Opportunity for foreign investors
Many domestic enterprises took a direct hit during the Covid-19 pandemic, and now are having complicated difficulties in accessing support packages, which has opened lucrative opportunities for foreign enterprises that have the potential to buy up huge number of shares and acquire domestic enterprises at lowered prices.
According to data of the Ho Chi Minh City Statistical Office, in the first four months there were only 369 new Foreign Direct Investment (FDI) projects with a total registered capital of around USD 200 mn, while there were 1,707 cases of foreign investors contributing capital and buying shares in several domestic enterprises, with a total capital of around USD 1 billion. This shows that the number of FDI projects were only about one fifth of the capital contribution and share purchases. Currently, Ho Chi Minh City accounts for more than 53% of total investment transactions in the country, while the entire country now has 3,210 times more capital contribution and share purchase by foreign investors.
In capital contribution and shares purchase by foreign investors, the investment of Chinese investors is very noticeable. According to data of the Foreign Investment Agency in the Ministry of Planning and Investment, in April alone Chinese investors increased a hundred fold.
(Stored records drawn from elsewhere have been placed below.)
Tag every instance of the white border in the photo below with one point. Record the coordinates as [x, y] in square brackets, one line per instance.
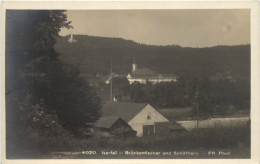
[117, 5]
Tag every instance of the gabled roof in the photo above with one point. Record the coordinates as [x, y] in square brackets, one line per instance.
[125, 110]
[106, 121]
[143, 72]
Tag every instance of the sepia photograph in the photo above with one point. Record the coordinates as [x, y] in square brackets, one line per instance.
[128, 83]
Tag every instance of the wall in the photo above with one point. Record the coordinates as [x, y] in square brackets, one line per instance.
[141, 119]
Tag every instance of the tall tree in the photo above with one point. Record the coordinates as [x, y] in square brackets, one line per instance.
[37, 82]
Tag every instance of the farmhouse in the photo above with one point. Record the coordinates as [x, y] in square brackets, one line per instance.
[141, 117]
[113, 126]
[144, 75]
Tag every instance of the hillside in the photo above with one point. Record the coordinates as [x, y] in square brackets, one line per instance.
[92, 55]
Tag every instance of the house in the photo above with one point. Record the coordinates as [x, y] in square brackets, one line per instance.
[141, 117]
[71, 39]
[108, 126]
[144, 75]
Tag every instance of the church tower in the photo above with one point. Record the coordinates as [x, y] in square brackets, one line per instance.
[71, 39]
[134, 66]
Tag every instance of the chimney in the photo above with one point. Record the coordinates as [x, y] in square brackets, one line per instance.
[134, 66]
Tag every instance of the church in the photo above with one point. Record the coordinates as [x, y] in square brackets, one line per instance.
[144, 75]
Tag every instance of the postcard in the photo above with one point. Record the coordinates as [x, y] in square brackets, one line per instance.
[130, 81]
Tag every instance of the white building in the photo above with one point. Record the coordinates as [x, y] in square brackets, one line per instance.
[71, 39]
[144, 75]
[140, 116]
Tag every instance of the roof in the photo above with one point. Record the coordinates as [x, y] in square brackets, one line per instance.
[170, 125]
[106, 121]
[143, 72]
[125, 110]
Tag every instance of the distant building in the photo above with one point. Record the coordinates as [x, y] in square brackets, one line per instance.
[141, 117]
[109, 126]
[71, 39]
[144, 75]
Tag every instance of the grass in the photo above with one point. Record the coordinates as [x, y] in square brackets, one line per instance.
[231, 138]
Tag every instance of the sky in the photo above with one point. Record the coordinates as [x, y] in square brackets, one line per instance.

From the beginning of the year until now, the number of investors from China carrying out investment through M&A process of Vietnamese enterprises has reached a total capital contribution of around USD 230 mn compared to the same period last year. The amount of capital contribution and share purchases of Chinese enterprises in the last four months has increased by 154 transactions, an increase of almost 38%, amounting to an increase of about USD 65 mn.
Vietnam, with a population of nearly 100 million, and a robust growing economy, is an attractive piece of cake in the eyes of foreign investors. In recent years, many domestic enterprises have been acquired by foreign investors. The outbreak of the Covid-19 pandemic has certainly been a rosy opportunity for some foreign businesses to acquire potential Vietnamese brands at extremely low value.